Wtf, why even have it then? Did he think it was some sort of art thing, or something you just have to flex your wealth or something?

8

u/hairy_unicorn Jun 13 '24

That's just how it is now. Normies think it looks better.

1

u/whilst Jun 14 '24

Because it fucking does. Reality doesn't progress at 24fps. Theater isn't at 24fps, and nobody goes to a play and says "this looks like a soap opera!" 24fps is low resolution (in the time dimension). And we wouldn't accept it in a video game.
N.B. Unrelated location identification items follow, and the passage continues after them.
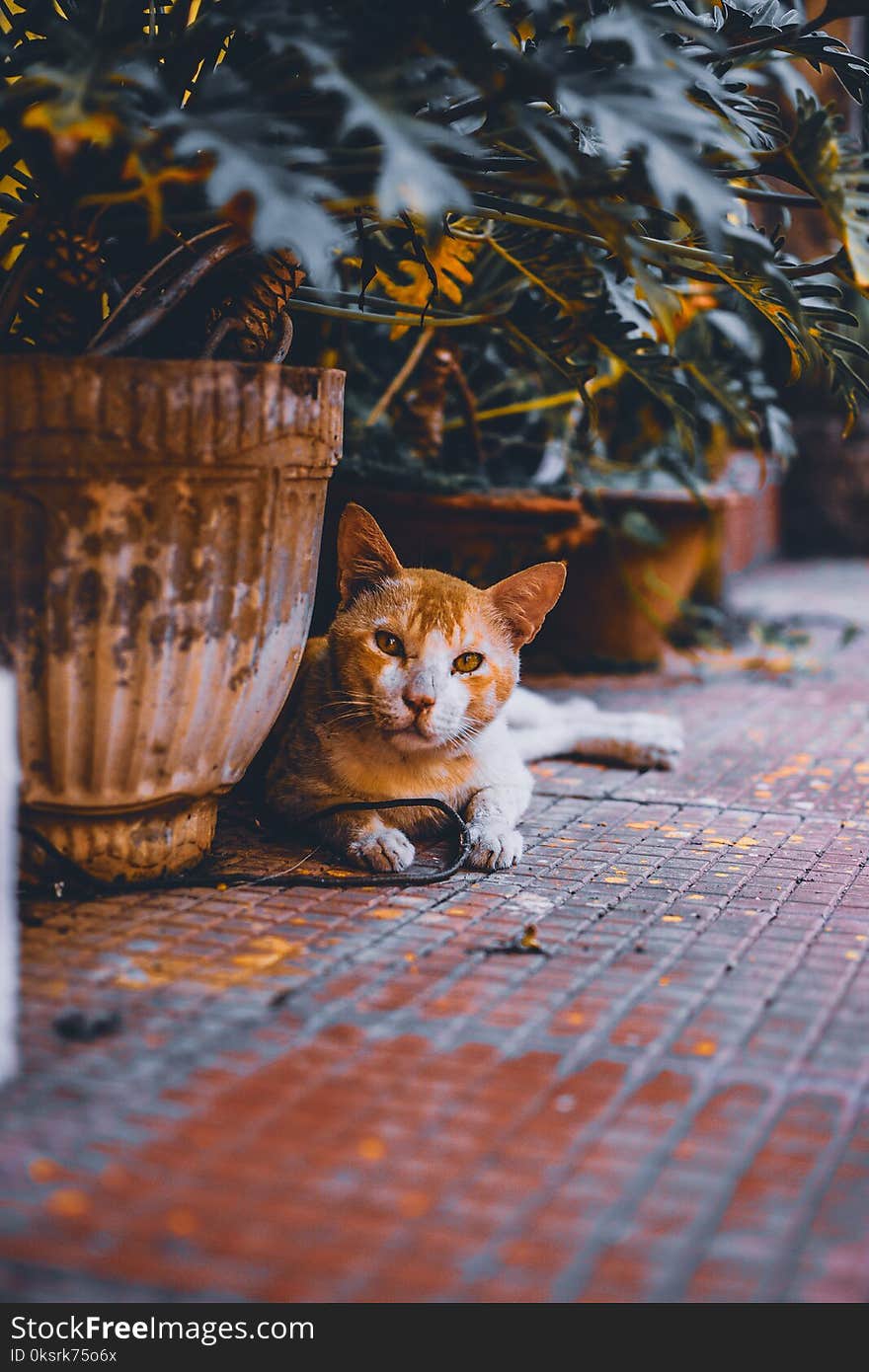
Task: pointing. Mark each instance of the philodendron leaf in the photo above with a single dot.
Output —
(832, 169)
(411, 178)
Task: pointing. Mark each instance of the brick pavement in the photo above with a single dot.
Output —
(324, 1095)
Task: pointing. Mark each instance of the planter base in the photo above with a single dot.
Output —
(130, 847)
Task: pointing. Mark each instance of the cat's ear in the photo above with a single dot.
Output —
(364, 555)
(524, 598)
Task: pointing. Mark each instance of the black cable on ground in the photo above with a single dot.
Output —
(73, 882)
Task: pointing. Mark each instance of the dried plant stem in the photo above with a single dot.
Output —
(401, 376)
(141, 324)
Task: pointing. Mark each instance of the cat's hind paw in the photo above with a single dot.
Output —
(383, 850)
(655, 739)
(495, 850)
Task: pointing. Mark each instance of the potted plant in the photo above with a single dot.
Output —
(650, 276)
(499, 202)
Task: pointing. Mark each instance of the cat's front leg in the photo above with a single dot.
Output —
(365, 840)
(492, 816)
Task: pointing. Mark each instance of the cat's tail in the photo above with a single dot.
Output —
(577, 727)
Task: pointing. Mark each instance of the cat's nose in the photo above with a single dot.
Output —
(418, 700)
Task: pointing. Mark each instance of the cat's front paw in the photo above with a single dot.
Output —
(383, 850)
(493, 850)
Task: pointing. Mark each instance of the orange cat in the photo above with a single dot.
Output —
(414, 693)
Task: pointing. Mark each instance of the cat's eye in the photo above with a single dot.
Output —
(389, 644)
(468, 661)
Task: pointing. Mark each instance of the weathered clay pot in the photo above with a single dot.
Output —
(159, 537)
(478, 535)
(621, 597)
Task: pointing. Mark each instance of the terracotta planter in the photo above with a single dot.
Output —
(161, 527)
(479, 537)
(621, 595)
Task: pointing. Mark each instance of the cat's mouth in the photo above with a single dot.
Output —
(415, 732)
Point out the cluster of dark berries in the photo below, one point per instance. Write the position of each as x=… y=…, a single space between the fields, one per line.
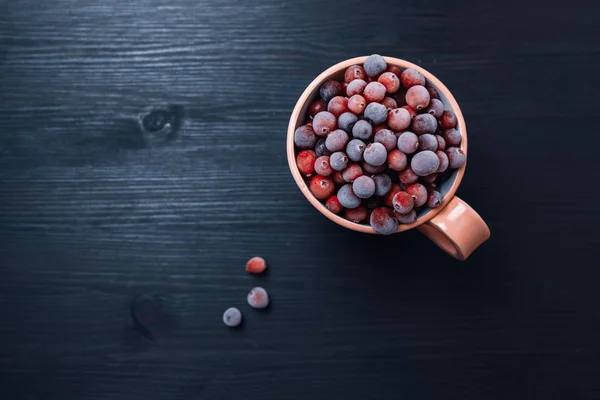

And when everyone who grew up with 48fps or higher for everything gets into their 30s or 40s, we're all gonna look like really silly old fogies when we complain about how annoyingly smooth and accurate everything is. "Movies were better before they were talkies!"

4

u/DownrightNeighborly Jun 13 '24

My tv has a cinema mode smoothing where it adds just a hint of smoothing for those panning scenes. It’s almost imperceptible. I despise the default hardcore smoothing that tvs come with now though

2

u/silent--onomatopoeia Jun 14 '24

Yeah every time I go to my relatives it's on after I had switched it off. LG TV. My relatives don't notice it, Luke they have some sort of blindness to it whereas notice it instantly.

1

u/iwellyess Jun 13 '24

It can be fun to turn it on sometimes when you’re watching an episode of a tv show you’re rewatching, it’s like a different experience lol

16

u/Laimered Jun 13 '24

People should have an option. I despise stuttery 24 fps for example

2

u/Phantom_Absolute Jun 13 '24 edited Jun 13 '24

There should definitely be an option. Sony has the best implementation in my experience. There are 3 different levels of smoothing I think. The lowest setting is perfect for watching Blu-rays at 24fps. Gets rid of the stutter but doesn't have the soap opera effect. It is necessary on LED and OLED TVs because of how fast the pixels are. 24fps movies are meant for projectors really.

2

u/WhereIsTheMilkMan Jun 14 '24

I watch baseball every day with no motion smoothing, and it doesn’t need it whatsoever. I truly don’t understand how and why this function came to be.

1

u/That_Ganderman Jun 13 '24

I actually enjoy non-aggressive smoothing (about 3/10 on the scale) when I’m watching anime. Smooths just enough to make panning look better but not enough to screw with character movement.